A forest speaks before it falls silent. However, traditional biodiversity monitoring often struggles to capture those signals at scale. Researchers may collect hundreds or thousands of hours of bird sound recordings, only to spend weeks manually reviewing them. Valuable ecological signals can remain hidden until long after they first appeared.
And while we are analyzing yesterday's recordings, silence continues to advance. Using low-cost hardware equipped with artificial intelligence we’ve developed a bioacoustics edge inference device capable of identifying bird species directly where sounds are recorded. Rather than transmitting vast quantities of audio for later processing, the analysis happens on-site and in real time.
Every bird call becomes more than a sound. It becomes a measurement. A data point. A signal. A warning. Or a sign of recovery. With that, conservationists will no longer be waiting weeks to understand what is happening inside a forest. They can detect biodiversity shifts earlier, monitor ecosystem health continuously, and respond more rapidly to emerging threats.

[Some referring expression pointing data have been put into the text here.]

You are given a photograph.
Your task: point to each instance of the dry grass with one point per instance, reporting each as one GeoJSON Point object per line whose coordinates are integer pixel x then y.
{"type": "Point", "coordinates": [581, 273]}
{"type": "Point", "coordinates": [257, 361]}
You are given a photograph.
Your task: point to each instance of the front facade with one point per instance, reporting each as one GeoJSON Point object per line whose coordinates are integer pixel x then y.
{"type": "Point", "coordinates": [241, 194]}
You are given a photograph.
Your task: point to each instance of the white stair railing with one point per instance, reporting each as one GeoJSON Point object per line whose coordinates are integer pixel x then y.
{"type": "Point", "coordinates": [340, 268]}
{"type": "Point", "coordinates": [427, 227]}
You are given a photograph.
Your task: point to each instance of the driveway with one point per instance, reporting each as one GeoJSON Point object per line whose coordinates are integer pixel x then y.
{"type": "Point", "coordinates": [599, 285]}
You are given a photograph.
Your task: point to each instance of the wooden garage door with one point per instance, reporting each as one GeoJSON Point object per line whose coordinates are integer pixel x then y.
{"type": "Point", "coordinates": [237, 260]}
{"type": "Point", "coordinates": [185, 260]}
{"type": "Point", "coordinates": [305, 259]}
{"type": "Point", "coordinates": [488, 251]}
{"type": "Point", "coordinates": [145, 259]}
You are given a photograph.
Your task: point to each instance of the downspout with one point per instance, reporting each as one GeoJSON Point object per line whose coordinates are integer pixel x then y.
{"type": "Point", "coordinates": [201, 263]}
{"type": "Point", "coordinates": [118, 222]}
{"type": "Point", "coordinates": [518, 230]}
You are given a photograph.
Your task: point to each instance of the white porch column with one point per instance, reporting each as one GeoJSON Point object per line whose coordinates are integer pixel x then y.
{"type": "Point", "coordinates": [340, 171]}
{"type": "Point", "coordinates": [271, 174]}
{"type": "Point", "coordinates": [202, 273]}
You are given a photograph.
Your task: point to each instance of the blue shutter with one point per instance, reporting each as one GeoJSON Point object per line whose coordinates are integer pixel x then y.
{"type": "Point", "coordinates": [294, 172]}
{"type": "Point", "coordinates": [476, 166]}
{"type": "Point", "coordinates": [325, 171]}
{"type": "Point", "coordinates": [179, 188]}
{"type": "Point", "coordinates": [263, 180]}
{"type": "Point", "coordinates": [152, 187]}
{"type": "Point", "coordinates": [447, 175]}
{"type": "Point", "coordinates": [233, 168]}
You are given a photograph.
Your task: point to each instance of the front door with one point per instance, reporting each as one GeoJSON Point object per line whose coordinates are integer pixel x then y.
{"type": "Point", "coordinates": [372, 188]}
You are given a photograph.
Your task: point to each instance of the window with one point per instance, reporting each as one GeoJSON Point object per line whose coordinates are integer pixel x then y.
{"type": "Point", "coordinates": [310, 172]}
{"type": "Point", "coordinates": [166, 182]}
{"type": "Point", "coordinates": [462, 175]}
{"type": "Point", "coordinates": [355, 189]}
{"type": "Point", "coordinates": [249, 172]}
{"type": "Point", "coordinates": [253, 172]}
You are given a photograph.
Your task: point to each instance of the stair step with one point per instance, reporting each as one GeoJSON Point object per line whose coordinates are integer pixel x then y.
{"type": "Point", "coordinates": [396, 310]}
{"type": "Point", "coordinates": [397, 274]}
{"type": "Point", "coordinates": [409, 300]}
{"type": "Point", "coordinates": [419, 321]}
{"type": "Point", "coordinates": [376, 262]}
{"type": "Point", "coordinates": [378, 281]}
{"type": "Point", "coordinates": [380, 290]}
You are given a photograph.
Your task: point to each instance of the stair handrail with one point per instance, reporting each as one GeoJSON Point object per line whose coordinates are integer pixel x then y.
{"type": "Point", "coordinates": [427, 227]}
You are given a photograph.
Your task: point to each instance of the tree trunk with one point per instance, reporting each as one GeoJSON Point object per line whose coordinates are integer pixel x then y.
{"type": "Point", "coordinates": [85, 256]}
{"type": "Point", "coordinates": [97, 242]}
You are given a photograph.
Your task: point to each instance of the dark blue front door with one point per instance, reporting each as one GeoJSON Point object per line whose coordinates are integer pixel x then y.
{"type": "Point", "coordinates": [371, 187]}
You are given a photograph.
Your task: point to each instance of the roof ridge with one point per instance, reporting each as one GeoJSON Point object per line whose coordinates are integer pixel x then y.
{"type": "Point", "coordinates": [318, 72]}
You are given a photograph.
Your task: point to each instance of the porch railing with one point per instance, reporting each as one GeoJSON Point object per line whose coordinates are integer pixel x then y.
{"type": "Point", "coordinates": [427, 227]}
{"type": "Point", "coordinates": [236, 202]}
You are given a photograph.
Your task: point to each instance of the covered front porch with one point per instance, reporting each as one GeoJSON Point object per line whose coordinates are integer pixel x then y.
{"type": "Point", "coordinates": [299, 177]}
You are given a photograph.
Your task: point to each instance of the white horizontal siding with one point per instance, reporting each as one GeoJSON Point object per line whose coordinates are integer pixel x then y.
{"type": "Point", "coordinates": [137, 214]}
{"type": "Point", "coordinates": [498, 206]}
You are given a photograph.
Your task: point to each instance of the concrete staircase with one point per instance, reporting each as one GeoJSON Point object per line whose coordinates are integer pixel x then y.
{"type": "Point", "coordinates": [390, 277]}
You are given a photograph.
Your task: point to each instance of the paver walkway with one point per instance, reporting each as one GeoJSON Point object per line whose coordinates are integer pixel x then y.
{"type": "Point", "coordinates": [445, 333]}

If TreeVision helps us see the forest, bioacoustic edge inferencing helps us hear it. Together, they form a powerful arsenal to combat the silence. They create a better understanding of forest health than any single monitoring method could achieve alone.
The future of conservation will not be determined solely by how many trees we plant or how many hectares we restore. It will also be determined by our ability to understand ecosystems before they reach a point of irreversible decline. It will depend on whether we can build monitoring systems that reflect local realities, empower communities, and reveal change while there is still time to act. And that is why the fight against silence matters.
Because somewhere in Kieni forest tomorrow morning, a bird will call from beyond the canopy. Most people will never hear it. Yet that single sound may tell us whether a forest is thriving, struggling, or beginning to fall silent. The question is not whether the forest is speaking. The question is whether we are finally learning to listen.